In Sardegna

"Caro Paolo, mi dimetto ma continuo a lottare con te": la dedica di Renzi al giovane chef sardo affetto da sclerosi

LA FOTO. "Abbiamo perso una battaglia, caro Paolo, ma non abbiamo perso la voglia di lottare per un mondo più giusto". A pochi minuti dalla riunione della direzione nazionale che ufficializzerà le sue dimissioni, il segretario uscente del Partito democratico Matteo Renzi pubblica su Instagram uno scatto in compagnia del ventenne cuoco oristanese Paolo Palumbo, il più giovane caso di Sla in Italia e fra i più rari in Europa. Con il messaggio che accompagna la foto -  scattata dieci mesi fa a Milano in occasione dell'incontro con Barack Obama - l'ex premier risponde alla lettera inviatagli da Paolo all'indomani delle dimissioni dalla segreteria dem: "Caro Matteo, in questi giorni non faccio altro che pensare a te. Ma perché ti sei preso delle responsabilità che tu non hai? - scriveva il giovane cuoco - non mollare e ritira le dimissioni".

"Caro Paolo, io non mollo - spiega Renzi - mi dimetto da segretario del Pd come è giusto fare dopo una sconfitta. Ma non molliamo, non lasceremo mai il futuro agli altri. E quando penso che in Italia ci sono persone come te, innamorate della vita e talmente coraggiose da non aver paura di sfidare malattie devastanti, ti dico che sono orgoglioso di averti conosciuto. E di lottare insieme a te".

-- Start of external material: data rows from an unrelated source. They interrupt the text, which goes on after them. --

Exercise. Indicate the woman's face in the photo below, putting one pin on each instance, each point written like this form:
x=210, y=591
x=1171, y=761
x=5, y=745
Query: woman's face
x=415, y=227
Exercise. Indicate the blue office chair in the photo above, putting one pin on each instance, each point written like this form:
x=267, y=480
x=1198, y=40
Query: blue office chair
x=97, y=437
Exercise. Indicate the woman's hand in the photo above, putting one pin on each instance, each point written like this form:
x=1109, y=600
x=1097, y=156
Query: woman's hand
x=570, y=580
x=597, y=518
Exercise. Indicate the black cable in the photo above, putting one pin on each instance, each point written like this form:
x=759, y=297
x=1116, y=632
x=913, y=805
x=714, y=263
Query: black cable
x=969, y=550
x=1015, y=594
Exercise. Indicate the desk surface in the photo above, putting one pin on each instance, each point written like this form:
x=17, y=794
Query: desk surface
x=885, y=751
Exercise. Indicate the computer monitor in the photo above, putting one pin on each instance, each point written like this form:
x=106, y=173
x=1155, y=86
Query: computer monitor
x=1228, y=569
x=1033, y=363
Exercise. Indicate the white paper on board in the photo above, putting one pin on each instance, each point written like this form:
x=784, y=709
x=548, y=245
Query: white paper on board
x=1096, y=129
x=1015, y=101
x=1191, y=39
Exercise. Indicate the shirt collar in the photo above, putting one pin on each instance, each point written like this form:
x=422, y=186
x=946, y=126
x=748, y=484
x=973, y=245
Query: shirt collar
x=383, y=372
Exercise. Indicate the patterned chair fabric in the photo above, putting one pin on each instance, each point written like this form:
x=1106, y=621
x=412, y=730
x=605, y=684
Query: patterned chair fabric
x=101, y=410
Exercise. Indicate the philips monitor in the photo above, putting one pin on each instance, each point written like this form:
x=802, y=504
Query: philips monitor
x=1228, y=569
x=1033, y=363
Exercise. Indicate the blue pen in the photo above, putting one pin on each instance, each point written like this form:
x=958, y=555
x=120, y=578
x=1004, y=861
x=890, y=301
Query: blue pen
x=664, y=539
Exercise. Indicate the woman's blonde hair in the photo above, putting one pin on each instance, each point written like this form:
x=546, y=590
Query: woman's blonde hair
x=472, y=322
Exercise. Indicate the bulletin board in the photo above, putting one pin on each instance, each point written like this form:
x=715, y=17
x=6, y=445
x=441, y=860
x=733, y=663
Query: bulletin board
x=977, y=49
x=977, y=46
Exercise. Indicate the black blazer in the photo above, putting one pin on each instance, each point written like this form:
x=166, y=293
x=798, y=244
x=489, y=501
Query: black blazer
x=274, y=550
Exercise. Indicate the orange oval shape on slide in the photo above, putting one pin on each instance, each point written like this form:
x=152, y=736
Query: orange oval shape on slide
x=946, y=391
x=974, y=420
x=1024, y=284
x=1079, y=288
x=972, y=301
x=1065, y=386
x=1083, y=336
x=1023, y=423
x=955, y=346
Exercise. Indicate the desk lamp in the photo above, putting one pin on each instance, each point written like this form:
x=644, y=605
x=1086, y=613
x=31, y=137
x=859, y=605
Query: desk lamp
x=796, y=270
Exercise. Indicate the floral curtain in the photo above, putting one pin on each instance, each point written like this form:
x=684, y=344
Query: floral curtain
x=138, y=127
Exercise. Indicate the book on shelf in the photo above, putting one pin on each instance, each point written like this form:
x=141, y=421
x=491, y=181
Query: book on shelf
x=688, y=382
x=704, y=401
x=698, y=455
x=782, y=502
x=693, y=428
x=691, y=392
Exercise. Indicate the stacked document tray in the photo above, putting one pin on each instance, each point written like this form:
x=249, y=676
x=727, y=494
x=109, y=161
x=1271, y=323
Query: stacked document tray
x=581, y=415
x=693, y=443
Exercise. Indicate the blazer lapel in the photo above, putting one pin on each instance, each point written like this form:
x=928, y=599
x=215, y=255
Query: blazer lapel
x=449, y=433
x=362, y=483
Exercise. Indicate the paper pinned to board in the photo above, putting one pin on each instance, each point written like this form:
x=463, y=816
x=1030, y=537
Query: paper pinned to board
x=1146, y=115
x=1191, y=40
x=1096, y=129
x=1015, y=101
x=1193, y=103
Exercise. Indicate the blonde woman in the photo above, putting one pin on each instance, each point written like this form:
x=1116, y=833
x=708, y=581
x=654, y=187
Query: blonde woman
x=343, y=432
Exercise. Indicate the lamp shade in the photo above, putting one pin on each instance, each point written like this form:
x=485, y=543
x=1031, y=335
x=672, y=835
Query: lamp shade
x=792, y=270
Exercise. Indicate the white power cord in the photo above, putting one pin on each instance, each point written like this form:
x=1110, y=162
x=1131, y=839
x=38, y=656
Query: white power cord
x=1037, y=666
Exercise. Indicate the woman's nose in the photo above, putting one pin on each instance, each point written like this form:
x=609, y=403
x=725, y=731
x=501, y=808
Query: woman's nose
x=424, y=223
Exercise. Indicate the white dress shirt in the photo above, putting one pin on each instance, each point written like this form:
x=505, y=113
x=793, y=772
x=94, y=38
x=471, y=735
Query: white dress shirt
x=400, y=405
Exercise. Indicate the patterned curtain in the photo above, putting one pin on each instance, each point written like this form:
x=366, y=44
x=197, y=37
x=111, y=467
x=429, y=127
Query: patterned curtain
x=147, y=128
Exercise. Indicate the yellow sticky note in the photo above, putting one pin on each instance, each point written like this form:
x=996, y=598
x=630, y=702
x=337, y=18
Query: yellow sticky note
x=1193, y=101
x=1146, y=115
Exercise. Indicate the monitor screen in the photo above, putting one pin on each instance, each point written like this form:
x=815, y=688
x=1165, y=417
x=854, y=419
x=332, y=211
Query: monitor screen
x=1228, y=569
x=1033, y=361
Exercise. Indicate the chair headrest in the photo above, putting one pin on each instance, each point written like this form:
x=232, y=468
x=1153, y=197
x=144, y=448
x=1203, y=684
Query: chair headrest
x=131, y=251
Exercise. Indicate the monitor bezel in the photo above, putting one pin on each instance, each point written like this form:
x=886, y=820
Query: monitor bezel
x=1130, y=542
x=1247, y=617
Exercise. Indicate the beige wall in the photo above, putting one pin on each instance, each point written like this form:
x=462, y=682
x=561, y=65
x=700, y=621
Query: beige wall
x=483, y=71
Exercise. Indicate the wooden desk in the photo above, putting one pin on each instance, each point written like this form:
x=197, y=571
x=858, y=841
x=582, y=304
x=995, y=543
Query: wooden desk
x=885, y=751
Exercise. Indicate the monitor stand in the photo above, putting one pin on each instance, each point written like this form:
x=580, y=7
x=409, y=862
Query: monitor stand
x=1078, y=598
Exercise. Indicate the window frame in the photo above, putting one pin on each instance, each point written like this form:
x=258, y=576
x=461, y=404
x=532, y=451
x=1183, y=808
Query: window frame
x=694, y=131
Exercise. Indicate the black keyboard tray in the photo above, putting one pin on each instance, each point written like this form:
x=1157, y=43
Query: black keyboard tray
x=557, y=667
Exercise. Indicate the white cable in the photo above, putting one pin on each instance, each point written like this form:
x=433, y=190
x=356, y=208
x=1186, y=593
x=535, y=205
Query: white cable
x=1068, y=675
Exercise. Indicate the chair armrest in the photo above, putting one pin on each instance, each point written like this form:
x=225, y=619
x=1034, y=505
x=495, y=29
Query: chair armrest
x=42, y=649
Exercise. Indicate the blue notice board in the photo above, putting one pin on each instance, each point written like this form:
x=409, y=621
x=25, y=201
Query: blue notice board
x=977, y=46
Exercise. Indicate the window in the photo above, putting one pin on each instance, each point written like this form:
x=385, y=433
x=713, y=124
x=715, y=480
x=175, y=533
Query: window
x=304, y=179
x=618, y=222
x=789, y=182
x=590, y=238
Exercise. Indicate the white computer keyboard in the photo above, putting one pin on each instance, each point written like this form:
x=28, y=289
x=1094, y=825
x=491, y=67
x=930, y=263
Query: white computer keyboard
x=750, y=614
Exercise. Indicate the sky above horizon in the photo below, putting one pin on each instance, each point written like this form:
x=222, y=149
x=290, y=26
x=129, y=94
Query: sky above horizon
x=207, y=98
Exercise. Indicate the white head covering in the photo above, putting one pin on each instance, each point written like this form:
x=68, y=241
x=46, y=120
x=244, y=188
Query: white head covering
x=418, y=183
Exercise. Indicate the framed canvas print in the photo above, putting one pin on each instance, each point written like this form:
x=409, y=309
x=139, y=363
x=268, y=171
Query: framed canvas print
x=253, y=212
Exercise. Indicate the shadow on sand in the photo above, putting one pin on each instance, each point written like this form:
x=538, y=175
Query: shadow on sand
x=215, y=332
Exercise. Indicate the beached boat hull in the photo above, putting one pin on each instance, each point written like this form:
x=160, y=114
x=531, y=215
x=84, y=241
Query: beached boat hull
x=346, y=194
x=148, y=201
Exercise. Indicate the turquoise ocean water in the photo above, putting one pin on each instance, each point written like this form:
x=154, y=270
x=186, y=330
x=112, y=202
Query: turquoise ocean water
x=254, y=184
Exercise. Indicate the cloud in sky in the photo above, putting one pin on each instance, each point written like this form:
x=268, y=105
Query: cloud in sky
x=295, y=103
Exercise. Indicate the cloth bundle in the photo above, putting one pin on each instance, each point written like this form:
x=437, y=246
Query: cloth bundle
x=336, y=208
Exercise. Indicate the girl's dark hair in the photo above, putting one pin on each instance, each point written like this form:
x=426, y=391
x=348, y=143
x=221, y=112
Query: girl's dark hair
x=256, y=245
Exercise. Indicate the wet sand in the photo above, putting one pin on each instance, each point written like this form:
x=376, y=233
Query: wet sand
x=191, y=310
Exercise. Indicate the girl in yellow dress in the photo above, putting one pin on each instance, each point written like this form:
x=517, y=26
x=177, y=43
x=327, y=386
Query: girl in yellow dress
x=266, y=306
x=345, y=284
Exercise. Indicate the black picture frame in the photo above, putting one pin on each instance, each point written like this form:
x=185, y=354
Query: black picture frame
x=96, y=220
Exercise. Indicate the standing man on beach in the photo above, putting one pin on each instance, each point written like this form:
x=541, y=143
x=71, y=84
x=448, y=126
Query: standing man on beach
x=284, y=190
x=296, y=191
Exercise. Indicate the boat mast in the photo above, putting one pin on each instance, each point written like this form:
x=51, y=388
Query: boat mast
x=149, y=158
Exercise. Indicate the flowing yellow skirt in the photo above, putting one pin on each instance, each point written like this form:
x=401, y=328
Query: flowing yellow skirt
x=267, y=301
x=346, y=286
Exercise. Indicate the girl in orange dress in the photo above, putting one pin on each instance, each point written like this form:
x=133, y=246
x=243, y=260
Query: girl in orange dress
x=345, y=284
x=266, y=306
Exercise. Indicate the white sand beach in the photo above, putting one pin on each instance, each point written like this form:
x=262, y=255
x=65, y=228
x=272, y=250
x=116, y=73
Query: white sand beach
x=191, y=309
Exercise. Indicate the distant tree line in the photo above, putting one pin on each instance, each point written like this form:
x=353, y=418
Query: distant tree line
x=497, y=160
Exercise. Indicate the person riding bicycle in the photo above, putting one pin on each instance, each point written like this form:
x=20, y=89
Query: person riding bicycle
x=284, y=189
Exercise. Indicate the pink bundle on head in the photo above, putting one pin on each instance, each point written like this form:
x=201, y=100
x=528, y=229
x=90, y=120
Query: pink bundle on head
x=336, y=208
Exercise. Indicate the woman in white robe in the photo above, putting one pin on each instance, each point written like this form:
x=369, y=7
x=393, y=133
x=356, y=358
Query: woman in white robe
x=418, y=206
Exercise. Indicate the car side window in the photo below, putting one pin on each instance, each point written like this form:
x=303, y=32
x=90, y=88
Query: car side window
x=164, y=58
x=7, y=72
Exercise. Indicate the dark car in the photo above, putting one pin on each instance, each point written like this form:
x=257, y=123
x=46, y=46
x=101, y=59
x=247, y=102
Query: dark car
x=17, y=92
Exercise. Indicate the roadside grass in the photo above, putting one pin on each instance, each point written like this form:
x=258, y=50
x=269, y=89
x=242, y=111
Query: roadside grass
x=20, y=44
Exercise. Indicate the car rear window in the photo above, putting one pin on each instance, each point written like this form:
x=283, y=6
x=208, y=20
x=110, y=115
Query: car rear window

Ho ricevuto email bellissime in questi giorni. Mi scuso se non riuscirò a rispondere a tutti uno per uno come vorrei. Paolo però merita un'eccezione. È un ragazzo molto giovane, straordinario, che combatte contro la SLA. L'ho conosciuto 10 mesi fa a Milano, durante un incontro con Barack Obama. Mi ha scritto questa lettera: Caro Matteo, in questi giorni non faccio altro che pensare a te. Ma perché ti sei preso delle responsabilità che tu non hai? Ricordati che sin da quando iniziamo a fare i primi passi, CADIAMO PERCHÉ DOBBIAMO IMPARARE AD RIALZARCI, quindi fai un favore a te in primis, ma poi fallo per le persone che ti stimano, che credono in te, fallo per me e per tutti i Paolo D'Italia, fallo per chi vuole un futuro. NON MOLLARE E RITIRA LE DIMISSIONI. ti autorizzo a divulgare questo mio messaggio. Guai a te se la dai vinta a quei franchi tiratori dei finti amici, che pur di fare un dispetto al comandante della nave, hanno forato lo scafo, dimenticandosi che c'erano a bordo anche loro. Fai pulizia in casa, caccia via chi non ti merita e poi vedrai. MA QUALE INSEGNAMENTO VUOI DARMI COL TUO GESTO, io ho 20 anni, la sla mi ha lateralmente divorato, sono immobile, parlo e respiro a fatica. Sto malissimo, Ma CAZZO io non mollo. Adesso è venuto il momento di tirare fuori le palle. Lascia che i 5 stelle si alleino con chi vogliono loro, sono destinati al fallimento perché non hanno basi e allora vedrai sarà il tuo momento e tutti si renderanno conto chi sei realmente. Un abbraccio Paolo Ecco la mia risposta. Caro Paolo, io non mollo. Mi dimetto da segretario del PD come è giusto fare dopo una sconfitta. Ma non molliamo, non lasceremo mai il futuro agli altri. E quando penso che in Italia ci sono persone come te, innamorate della vita e talmente coraggiose da non aver paura di sfidare malattie devastanti, ti dico che sono orgoglioso di averti conosciuto. E di lottare insieme a te. Abbiamo perso una battaglia, caro Paolo, ma non abbiamo perso la voglia di lottare per un mondo più giusto. Lo faremo insieme, con il nostro sorriso e con la nostra libertà. Io non mollo, ma soprattutto non mollare tu! Ti abbraccio e ti voglio bene, Matteo.